Entscheidend ist die Finanzierung: Der Zuschlag kommt nicht aus Rentenbeiträgen, sondern aus Steuermitteln. Damit tragen nicht nur Arbeitnehmer und Arbeitgeber die Last, sondern alle über den Staatshaushalt. Das betrifft auch Gruppen wie Beamte oder Selbstständige, die über ihre Steuern mitfinanzieren. Der Übergangsfaktor soll schrittweise auslaufen, sobald die Kapitalrente das Niveau aus eigener Kraft stützt. Er ist also als Brücke gedacht, nicht als Dauerlösung.


Die gesetzliche Kapitalrente als langfristiger Baustein

Die Kapitalrente (Empfehlung 28) ist der dritte Teil dieser Überlegungen. Nach schwedischem Vorbild sollen für alle Beitragszahler individuelle Kapitalkonten entstehen. Geplant ist ein Zusatzbeitrag von 2 Prozent des Bruttoeinkommens, paritätisch geteilt (je 1 Prozent Arbeitnehmer/Arbeitgeber). Starten soll das schrittweise ab 2028, zunächst mit 0,5 Prozent. Das Geld soll in einen staatlich verwalteten Fonds fließen, der am Kapitalmarkt anlegt, ähnlich dem schwedischen AP7-Fonds.

Was kommt am Ende heraus? Laut Berechnungen der Kommission könnte ein Durchschnittsverdiener nach 20 Jahren rund 150 Euro monatlich zusätzlich erreichen, nach 45 Jahren sogar über 770 Euro. Für Berufseinsteiger ist das ein spürbarer Baustein. Für viele ab 50 ist die Zeit bis zur Rente dafür schlicht zu kurz, und genau deswegen braucht es den Übergangsfaktor.


So greift das Paket ineinander

Wenn man es auf den Punkt bringt, ist es so: Empfehlung 14 bremst das Umlagesystem, Empfehlung 28 baut Kapital auf und Empfehlung 15 fängt die Jahrgänge ab, die dazwischenliegen.

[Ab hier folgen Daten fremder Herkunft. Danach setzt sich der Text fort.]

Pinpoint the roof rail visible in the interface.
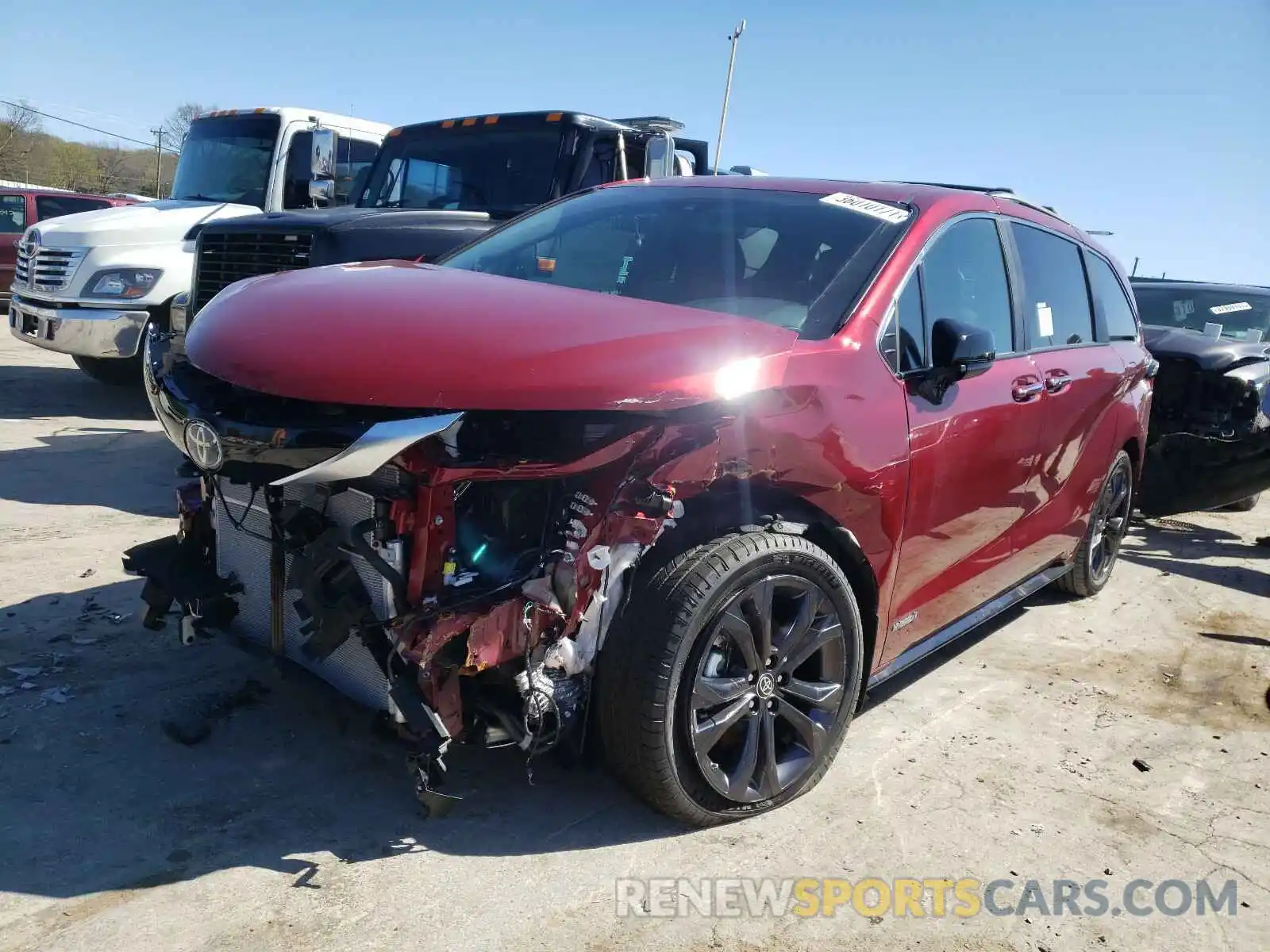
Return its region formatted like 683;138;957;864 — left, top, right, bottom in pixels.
898;180;1014;194
610;116;684;132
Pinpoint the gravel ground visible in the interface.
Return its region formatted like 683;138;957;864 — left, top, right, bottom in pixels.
0;336;1270;952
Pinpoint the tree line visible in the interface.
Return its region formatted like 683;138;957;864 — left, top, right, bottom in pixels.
0;103;212;197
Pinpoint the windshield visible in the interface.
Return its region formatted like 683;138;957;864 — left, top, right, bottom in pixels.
171;113;279;208
360;125;563;216
438;186;906;336
1133;284;1270;343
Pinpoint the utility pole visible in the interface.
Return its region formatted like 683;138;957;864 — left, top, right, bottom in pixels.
714;21;745;175
150;125;163;198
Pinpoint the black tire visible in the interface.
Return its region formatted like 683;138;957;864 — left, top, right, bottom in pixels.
71;351;142;387
1223;493;1261;512
1054;449;1133;598
595;532;864;827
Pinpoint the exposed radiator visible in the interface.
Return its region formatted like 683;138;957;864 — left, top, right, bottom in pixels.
214;478;402;709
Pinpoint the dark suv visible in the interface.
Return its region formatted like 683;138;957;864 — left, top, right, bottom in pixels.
125;178;1153;825
1133;278;1270;516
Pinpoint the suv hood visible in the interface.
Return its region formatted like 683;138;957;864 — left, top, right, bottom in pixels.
34;198;260;248
1141;324;1270;370
186;262;798;410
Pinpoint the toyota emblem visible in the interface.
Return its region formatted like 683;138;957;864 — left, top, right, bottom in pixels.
186;420;225;472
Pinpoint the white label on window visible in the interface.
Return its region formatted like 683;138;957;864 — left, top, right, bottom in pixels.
821;192;908;225
1208;301;1253;313
1037;301;1054;338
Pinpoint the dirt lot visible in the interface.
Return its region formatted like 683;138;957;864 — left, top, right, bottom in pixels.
0;336;1270;952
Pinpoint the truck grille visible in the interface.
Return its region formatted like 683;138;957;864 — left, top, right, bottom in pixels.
212;468;404;709
189;231;314;317
13;245;87;290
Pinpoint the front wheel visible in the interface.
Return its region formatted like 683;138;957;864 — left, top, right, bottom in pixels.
71;351;144;387
597;532;864;827
1056;449;1133;598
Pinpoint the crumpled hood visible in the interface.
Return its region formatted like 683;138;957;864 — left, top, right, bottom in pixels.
186;262;798;410
29;198;260;248
1141;324;1270;372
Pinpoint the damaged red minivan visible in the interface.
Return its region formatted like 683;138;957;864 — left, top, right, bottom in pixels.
125;176;1153;825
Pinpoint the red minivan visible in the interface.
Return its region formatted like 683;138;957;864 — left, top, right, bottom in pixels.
0;188;140;305
125;176;1156;825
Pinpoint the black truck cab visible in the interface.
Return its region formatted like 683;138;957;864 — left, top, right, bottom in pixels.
180;110;709;334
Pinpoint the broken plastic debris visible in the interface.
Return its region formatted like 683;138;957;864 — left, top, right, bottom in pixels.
542;639;586;673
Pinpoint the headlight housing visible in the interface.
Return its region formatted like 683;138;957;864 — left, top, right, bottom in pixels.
84;268;163;301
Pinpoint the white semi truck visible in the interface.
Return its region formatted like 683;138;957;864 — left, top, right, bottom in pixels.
9;106;392;383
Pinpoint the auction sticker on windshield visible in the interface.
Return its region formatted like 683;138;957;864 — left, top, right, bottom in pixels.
1208;301;1253;313
821;192;908;225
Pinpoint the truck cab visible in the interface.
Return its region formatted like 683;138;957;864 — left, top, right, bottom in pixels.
173;110;709;334
9;106;391;383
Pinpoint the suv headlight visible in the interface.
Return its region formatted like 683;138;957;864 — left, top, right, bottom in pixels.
84;268;163;300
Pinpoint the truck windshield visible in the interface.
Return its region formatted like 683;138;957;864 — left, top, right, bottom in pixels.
1133;284;1270;343
171;113;279;208
437;186;908;338
358;125;564;217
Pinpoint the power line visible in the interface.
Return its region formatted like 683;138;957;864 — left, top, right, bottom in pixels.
0;99;180;155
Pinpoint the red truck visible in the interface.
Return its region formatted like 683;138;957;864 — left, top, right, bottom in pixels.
0;188;141;305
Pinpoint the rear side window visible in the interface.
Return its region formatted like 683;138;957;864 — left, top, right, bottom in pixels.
36;195;110;221
0;195;27;235
1010;222;1094;347
921;218;1014;354
1084;252;1138;340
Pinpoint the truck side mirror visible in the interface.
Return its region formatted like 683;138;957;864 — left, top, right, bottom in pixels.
309;129;339;205
644;132;675;179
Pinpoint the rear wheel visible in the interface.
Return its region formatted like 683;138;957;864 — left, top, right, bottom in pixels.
1056;449;1133;598
597;532;864;827
71;351;142;387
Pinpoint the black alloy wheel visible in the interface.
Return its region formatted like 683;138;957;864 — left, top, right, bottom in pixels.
681;575;847;804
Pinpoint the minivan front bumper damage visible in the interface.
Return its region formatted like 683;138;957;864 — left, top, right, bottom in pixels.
1138;347;1270;516
125;334;718;808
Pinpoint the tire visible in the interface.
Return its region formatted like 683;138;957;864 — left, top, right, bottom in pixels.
1222;493;1261;512
1054;449;1133;598
595;532;864;827
71;353;142;387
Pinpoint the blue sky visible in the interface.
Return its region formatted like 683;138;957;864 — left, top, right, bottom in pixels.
0;0;1270;284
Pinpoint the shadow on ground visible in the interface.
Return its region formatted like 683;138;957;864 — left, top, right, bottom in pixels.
0;428;182;516
0;364;154;420
1120;519;1270;597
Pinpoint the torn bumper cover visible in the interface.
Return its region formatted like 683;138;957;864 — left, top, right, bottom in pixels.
125;336;715;796
1138;328;1270;516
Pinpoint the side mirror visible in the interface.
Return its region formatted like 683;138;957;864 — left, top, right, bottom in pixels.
931;317;997;381
644;132;675;179
309;129;339;205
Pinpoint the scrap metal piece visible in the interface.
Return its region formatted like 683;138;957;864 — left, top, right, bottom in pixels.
269;413;464;486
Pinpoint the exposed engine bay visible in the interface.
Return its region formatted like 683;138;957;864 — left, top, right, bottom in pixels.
1138;326;1270;516
125;343;716;811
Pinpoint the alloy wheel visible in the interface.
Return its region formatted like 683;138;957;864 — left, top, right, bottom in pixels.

Ohne Empfehlung 15 würden viele Rentenzugänge ab 2032 in einer schlechten Zwischenphase landen: weniger Dynamik durch den Nachhaltigkeitsfaktor, aber noch kaum Kapitalrente. Ohne Empfehlung 28 würde die Übergangsregel langfristig sehr teuer. Und ohne Empfehlung 14 würden die Kosten im Umlagesystem weiter steigen. Deshalb sieht die Kommission diese drei Punkte als Gesamtpaket.


Was heißt das für Sie persönlich?

Wenn Sie heute zwischen 50 und 63 sind, gehen Sie voraussichtlich zwischen 2032 und 2045 in Rente, also in der Phase, in der der Übergangsfaktor greifen soll. Ihr Rentenniveau beim Eintritt soll abgesichert sein. In den Folgejahren wird die Entwicklung aber stärker von Demografie und Formelmechanik abhängen als bisher.

Wenn Sie heute Mitte 40 sind betrifft Sie das neue System voll. Der Nachhaltigkeitsfaktor dämpft die jährlichen Anpassungen. Gleichzeitig haben Sie noch genug Zeit, um über die Kapitalrente einen spürbaren Zusatzbaustein aufzubauen, sofern das System ab 2028 wie geplant startet.

Für jüngere Jahrgänge ist die Kapitalrente der größere Hebel. Mit 30 oder 40 Jahren Ansparzeit kann daraus eine spürbare Zusatzrente werden. Das macht die gesetzliche Rente insgesamt robuster gegenüber demografischen Schwankungen.

Dennoch wird sie in keinem Fall allein ausreichend für den Ruhestand sein. Wer die Funktionsweise der Rentenversicherung kennt, kann seine persönliche Vorsorge besser darauf abstimmen und sollte lieber heute als morgen damit beginnen.